Modèles et plateformes d’IA
Entreprise de technologie juridique qui cherche à apporter l’IA aux avocats
Les programmes d’intelligence artificielle sont utilisés dans de plus en plus d’applications et d’industries. Le domaine juridique est un domaine qui pourrait bénéficier considérablement des programmes d’IA, en raison de la masse énorme de documents qui doivent être examinés pour chaque affaire. Comme le rapporte l’Observer, une entreprise cherche à apporter l’IA dans le domaine juridique, avec son PDG qui voit un large éventail d’utilisations pour l’IA.
Lane Lillquist est le co-fondateur et le directeur technique d’InCloudCounsel, une entreprise de technologie juridique. Lillquist croit que l’IA peut être utilisée pour aider les avocats à être plus efficaces et plus précis dans leur travail. Par exemple, la masse énorme de données qui doit être traitée par les avocats est généralement mieux traitée par un algorithme d’apprentissage automatique, et les insights générés par l’IA pourraient être utilisés pour rendre des tâches comme l’examen de contrats plus précis. Dans ce sens, le rôle de l’IA dans l’espace juridique est similaire à celui des divers outils technologiques que nous utilisons tous les jours, comme la correction automatique de l’orthographe et la recherche de documents.
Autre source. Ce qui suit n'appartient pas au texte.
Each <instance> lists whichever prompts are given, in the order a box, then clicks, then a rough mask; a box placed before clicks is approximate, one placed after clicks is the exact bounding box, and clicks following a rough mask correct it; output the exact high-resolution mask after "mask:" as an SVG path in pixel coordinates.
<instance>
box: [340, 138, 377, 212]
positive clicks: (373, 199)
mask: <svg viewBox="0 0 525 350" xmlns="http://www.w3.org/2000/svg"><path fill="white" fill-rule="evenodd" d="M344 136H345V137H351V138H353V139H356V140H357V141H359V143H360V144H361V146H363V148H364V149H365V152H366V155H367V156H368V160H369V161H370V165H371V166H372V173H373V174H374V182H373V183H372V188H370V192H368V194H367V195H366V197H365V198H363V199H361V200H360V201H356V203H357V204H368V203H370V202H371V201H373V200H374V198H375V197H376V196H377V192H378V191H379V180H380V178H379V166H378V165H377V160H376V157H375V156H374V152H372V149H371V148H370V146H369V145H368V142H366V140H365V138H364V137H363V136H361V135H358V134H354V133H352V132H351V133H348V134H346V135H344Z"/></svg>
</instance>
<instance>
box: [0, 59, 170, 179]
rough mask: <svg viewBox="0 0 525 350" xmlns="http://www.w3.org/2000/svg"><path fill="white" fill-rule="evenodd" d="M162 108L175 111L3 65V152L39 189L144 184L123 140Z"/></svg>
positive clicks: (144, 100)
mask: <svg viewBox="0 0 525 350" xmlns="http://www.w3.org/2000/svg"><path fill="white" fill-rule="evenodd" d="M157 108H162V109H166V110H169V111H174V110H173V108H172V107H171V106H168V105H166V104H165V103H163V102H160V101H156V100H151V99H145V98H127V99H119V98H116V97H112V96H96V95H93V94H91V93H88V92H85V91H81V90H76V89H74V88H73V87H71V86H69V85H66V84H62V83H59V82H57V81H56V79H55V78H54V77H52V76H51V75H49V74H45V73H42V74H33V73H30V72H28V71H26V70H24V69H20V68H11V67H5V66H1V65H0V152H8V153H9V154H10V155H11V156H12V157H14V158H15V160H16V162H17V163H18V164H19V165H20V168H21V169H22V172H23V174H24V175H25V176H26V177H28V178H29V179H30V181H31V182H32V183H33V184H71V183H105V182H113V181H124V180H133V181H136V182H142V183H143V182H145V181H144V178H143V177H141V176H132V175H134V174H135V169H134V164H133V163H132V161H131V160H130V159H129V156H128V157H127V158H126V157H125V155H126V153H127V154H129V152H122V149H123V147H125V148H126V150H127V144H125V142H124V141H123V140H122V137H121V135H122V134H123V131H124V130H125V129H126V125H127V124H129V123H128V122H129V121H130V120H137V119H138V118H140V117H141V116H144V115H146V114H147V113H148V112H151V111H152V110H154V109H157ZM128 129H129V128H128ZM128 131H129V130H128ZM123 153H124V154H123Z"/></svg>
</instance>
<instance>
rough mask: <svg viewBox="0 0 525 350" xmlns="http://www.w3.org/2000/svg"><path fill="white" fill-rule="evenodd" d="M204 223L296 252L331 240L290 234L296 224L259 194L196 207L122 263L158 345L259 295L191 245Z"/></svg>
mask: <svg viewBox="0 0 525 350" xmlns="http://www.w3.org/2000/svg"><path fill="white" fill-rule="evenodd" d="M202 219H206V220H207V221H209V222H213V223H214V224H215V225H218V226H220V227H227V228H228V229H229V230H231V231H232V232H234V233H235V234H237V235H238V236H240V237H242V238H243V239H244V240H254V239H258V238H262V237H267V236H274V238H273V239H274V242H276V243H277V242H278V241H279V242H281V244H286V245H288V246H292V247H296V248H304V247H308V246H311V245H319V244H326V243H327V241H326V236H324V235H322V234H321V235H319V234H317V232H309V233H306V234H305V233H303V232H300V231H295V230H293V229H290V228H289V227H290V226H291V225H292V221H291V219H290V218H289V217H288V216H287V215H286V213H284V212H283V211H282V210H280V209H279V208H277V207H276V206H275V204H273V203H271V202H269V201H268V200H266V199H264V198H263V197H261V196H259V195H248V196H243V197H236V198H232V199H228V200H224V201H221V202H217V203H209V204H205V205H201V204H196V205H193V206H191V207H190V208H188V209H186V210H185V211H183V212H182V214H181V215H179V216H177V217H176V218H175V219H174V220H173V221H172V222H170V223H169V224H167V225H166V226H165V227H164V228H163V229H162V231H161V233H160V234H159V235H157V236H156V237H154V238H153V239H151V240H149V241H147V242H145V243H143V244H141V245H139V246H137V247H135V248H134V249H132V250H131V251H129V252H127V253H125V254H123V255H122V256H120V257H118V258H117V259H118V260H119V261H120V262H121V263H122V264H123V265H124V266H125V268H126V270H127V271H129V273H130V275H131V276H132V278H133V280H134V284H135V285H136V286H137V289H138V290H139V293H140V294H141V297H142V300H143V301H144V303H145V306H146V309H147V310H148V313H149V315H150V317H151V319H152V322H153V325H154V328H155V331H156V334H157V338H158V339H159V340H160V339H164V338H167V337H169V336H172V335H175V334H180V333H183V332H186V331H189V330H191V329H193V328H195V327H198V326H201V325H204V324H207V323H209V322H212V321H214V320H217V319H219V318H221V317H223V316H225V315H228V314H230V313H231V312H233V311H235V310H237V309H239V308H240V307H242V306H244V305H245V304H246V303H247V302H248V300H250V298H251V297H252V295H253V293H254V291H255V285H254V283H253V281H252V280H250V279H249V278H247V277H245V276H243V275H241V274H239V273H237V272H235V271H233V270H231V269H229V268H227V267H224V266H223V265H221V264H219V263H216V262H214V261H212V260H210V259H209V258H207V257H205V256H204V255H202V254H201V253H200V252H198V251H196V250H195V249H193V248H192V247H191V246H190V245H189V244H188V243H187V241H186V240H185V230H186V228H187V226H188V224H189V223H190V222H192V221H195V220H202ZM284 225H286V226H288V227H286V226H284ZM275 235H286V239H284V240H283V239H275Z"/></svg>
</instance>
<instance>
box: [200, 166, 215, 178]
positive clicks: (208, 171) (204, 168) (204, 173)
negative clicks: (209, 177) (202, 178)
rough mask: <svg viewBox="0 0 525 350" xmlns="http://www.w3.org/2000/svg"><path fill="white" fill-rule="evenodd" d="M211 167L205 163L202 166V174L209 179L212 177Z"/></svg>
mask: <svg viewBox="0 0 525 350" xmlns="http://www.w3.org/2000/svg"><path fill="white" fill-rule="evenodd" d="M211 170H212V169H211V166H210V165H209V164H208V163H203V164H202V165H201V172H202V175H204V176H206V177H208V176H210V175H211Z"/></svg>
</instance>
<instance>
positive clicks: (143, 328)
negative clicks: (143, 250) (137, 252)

En raison du rôle étroit que Lillquist attend de l’IA, Lillquist ne voit pas de raison de s’inquiéter que l’IA finira par remplacer les avocats à leur travail, du moins pas dans un avenir proche. Lillquist s’attend à ce que, pour l’avenir proche, la plupart des tâches effectuées par l’IA soient des choses comme l’automatisation de nombreuses tâches répétitives à haute volume qui empêchent les avocats de se concentrer sur des tâches plus importantes. Ce sont des tâches comme l’extraction de données et la catégorisation. Les avocats humains pourront avoir plus de temps, plus de bande passante, pour se concentrer sur des tâches plus complexes et différents types de travail. Essentiellement, l’IA pourrait rendre les avocats plus efficaces dans leur travail, et non moins.
Lillquist a fait certaines prédictions concernant le rôle de l’IA pour l’avenir proche du domaine juridique. Lillquist voit l’IA accomplir des tâches comme remplir automatiquement certains formulaires ou rechercher des documents pour des termes et des phrases spécifiques pertinents pour une affaire.
Un exemple d’application qui remplit les documents juridiques est l’entreprise DoNotPay, qui promet d’aider les utilisateurs de la plateforme à « lutter contre les corporations et battre la bureaucratie » avec juste quelques clics de bouton. L’application fonctionne en ayant un chatbot qui détermine les problèmes juridiques de ses utilisateurs, puis génère et soumet des documents en fonction des réponses fournies. Même si l’application est impressionnante, Lillquist ne pense pas que des applications comme DoNotPay finiront par remplacer les avocats pendant longtemps.
Lillquist fait une comparaison avec la façon dont les distributeurs automatiques de billets ont impacté l’industrie bancaire, notant que parce qu’il est devenu beaucoup plus facile pour les banques d’ouvrir de petites succursales dans des endroits plus éloignés, le nombre de caissiers employés par les banques a fini par augmenter.
Lillquist pense que l’IA va faire évoluer constamment la nature de la profession juridique, nécessitant que les avocats possèdent un ensemble de compétences plus varié pour utiliser les technologies habilitées par l’IA et rester compétitifs sur le marché du travail. D’autres types d’emplois, des postes adjacents aux postes juridiques, pourraient également être créés. Par exemple, le nombre d’analystes de données qui peuvent analyser des ensembles de données juridiques et commerciaux et proposer des plans pour améliorer la pratique du droit pourrait augmenter.
Lillquist a expliqué à l’Observer:
« Nous voyons déjà une augmentation des entreprises de technologie juridique qui fournissent des services juridiques alternatifs soutenus par l’IA et l’apprentissage automatique qui améliorent la façon dont les avocats pratiquent le droit. Les cabinets d’avocats vont commencer à créer leurs propres départements d’ingénierie et d’équipes de produits, ainsi que les départements d’ingénierie et les équipes de produits des entreprises de technologie juridique, et les départements d’ingénierie et les équipes de produits des entreprises de technologie. »
Alors que Lillquist n’est pas inquiet que l’IA va mettre les avocats au chômage, il est un peu inquiet de la façon dont l’IA peut être mal utilisée. Lillquist est inquiet de la façon dont l’IA juridique pourrait être utilisée par des personnes qui ne comprennent pas pleinement la loi, se mettant ainsi en danger juridique.